On peut aller plus loin et avancer, pour étayer la thèse d’un état psychique inconscient, que la conscience ne comporte à chaque moment qu’un contenu minime, si bien que, mis à part celui-ci, la plus grande partie de ce que nous nommons connaissance consciente se trouve nécessairement, pendant les plus longues périodes, en état de latence, donc dans un état d’inconscience psychique. Si l’on tenait compte de l’existence de tous nos souvenirs latents, il deviendrait parfaitement inconcevable de contester l’inconscient. Nous nous heurtons alors à l’objection selon laquelle ces souvenirs latents ne devraient plus être qualifiés de psychiques, mais correspondraient aux restes de processus somatiques dont le psychique pourrait resurgir. Il n’est pas difficile de rétorquer qu’au contraire le souvenir latent est, indubitablement, le reste d’un processus psychique. Mais il importe davantage de bien se rendre compte que l’objection repose sur l’assimilation non exprimée, mais posée d’emblée, entre le conscient et le psychique. Cette assimilation est, ou bien une petitio principit qui ne permet plus de se demander si tout ce qui est psychique doit aussi être conscient, ou bien une affaire de convention, de terminologie. Sous cette dernière forme, elle est naturellement, comme toute convention, irréfutable. La question demeure néanmoins ouverte de savoir si elle se révèle suffisamment utilisable pour que l’on doive s’y rallier. On est en droit de répondre que l’assimilation conventionnelle du psychique au conscient est absolument inappropriée. Elle brise les continuités psychiques, nous précipite dans les difficultés insolubles du parallélisme psycho-physique, prête le flanc au reproche de surestimer, sans fondement évident, le rôle de la conscience, et nous oblige à abandonner prématurément le domaine de la recherche psychologique, sans pouvoir nous apporter de dédommagements venant d’autres domaines.
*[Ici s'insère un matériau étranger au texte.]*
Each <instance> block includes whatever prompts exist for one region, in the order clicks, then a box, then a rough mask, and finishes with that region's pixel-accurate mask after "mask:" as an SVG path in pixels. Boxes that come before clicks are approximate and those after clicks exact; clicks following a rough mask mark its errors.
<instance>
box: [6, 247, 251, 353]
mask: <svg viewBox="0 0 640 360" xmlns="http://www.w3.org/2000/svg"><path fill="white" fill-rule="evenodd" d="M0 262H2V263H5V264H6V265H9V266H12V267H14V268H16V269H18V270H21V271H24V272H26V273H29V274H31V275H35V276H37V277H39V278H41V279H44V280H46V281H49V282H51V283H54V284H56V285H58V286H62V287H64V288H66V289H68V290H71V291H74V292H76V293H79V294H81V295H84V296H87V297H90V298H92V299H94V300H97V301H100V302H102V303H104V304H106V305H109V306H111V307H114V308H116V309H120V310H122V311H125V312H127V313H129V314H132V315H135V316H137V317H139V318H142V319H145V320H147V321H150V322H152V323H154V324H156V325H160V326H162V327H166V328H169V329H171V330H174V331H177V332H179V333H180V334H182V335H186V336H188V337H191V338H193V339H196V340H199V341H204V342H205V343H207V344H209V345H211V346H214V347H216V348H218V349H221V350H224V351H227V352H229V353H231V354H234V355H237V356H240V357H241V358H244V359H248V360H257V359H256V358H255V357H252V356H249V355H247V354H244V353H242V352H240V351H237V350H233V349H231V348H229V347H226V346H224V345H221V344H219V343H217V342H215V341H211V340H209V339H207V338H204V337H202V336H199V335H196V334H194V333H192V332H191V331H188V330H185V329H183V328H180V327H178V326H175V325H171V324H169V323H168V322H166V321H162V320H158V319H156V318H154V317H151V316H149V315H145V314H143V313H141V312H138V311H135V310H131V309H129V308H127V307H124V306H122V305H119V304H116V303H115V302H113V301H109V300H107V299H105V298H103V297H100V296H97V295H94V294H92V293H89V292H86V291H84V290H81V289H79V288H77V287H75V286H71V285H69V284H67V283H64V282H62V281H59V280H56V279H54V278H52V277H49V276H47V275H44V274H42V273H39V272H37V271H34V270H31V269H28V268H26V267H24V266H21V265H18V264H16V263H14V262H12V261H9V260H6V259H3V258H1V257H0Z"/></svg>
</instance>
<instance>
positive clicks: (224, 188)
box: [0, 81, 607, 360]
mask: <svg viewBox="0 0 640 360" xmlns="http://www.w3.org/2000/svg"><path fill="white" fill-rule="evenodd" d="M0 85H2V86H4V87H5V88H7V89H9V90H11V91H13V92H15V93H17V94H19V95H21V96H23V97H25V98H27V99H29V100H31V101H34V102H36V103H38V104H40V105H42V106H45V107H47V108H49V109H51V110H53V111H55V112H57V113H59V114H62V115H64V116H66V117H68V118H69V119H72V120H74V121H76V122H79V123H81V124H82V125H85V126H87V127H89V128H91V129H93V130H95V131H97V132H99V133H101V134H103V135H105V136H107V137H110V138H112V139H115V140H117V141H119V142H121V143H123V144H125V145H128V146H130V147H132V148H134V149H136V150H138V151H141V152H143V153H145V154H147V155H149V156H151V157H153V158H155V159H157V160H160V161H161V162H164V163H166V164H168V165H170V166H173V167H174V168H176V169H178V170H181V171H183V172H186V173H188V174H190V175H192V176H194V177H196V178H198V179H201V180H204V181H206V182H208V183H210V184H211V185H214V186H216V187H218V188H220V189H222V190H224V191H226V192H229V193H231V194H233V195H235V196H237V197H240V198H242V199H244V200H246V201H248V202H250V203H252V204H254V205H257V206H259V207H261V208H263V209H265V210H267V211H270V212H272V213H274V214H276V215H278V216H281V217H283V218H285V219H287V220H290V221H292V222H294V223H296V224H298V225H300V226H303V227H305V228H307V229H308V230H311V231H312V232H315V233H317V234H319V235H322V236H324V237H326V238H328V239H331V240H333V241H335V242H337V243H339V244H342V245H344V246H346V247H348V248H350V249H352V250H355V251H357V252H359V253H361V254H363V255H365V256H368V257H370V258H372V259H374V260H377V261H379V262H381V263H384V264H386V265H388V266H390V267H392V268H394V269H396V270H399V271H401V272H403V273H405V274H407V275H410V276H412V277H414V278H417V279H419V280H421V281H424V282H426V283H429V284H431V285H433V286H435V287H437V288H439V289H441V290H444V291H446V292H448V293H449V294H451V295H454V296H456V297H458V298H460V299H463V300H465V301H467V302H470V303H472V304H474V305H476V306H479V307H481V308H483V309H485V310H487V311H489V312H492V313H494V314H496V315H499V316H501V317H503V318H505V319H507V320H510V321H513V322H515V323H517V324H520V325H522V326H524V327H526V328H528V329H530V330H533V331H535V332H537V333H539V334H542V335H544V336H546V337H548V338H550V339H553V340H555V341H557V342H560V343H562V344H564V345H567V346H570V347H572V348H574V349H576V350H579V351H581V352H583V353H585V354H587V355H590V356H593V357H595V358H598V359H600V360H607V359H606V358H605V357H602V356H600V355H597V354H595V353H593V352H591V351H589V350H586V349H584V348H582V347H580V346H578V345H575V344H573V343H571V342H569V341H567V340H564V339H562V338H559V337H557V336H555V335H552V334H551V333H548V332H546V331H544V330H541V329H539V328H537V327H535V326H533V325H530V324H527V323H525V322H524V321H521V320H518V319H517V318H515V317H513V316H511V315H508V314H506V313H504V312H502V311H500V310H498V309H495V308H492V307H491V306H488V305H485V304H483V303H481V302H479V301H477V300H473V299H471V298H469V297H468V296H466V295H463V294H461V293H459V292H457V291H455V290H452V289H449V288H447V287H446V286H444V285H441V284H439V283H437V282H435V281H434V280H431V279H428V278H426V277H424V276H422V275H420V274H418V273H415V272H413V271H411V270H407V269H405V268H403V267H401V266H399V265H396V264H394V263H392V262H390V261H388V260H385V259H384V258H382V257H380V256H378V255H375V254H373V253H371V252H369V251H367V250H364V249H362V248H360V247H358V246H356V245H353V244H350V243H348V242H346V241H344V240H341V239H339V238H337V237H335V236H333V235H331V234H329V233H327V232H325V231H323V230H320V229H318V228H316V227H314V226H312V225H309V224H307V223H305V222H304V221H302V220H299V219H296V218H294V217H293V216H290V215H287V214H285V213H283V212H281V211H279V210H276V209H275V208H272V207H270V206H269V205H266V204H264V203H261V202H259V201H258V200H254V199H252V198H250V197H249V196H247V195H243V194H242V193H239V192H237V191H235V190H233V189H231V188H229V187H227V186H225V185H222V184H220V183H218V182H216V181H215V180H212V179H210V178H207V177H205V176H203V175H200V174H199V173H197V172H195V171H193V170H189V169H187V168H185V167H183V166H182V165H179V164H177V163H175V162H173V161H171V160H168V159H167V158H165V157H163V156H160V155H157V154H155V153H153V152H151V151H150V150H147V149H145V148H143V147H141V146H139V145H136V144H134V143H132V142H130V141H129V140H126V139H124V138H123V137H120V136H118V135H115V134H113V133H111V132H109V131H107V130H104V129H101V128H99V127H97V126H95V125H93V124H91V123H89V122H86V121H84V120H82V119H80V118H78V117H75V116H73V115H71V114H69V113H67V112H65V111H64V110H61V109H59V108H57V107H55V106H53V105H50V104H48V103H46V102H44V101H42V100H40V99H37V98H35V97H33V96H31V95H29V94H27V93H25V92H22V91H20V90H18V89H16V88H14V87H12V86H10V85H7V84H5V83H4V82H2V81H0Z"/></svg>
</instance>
En tout état de cause, il est clair que la question de savoir si l’on doit concevoir les états latents de la vie d’âme, impossibles à écarter, comme des états psychiques inconscients ou comme des états physiques, menace de déboucher sur une querelle de mots. Il est donc opportun de faire passer au premier plan ce qui nous connaissons avec certitude de la nature de ces états qui font problème. Or, ils nous sont, à l’heure actuelle, parfaitement inaccessibles par leurs caractères physiques ; aucune représentation physiologique, aucun processus chimique ne peut nous procurer une idée de leur nature. D’autre part, il est sûr qu’ils entretiennent le contact le plus large avec les processus psychiques conscients ; ils se laissent, moyennant l’accomplissement d’un certain travail, d’être transposés en ces processus conscients, eux, remplacer par eux, d’être remplacés par eux et ils peuvent être décrits décrit avec toutes les catégories que nous appliquons aux actes psychiques conscients, tels que représentations, tendances, décisions et autres choses
du même genre. En vérité, nous sommes obligés de dire d’une bonne partie de ces états latents qu’ils ne se distinguent des états conscients qu’en ce que la conscience fait défaut. Nous n’hésiterons donc pas à les traiter comme des objets de la recherche psychologique et à les mettre en un rapport très étroit avec les actes psychiques conscients.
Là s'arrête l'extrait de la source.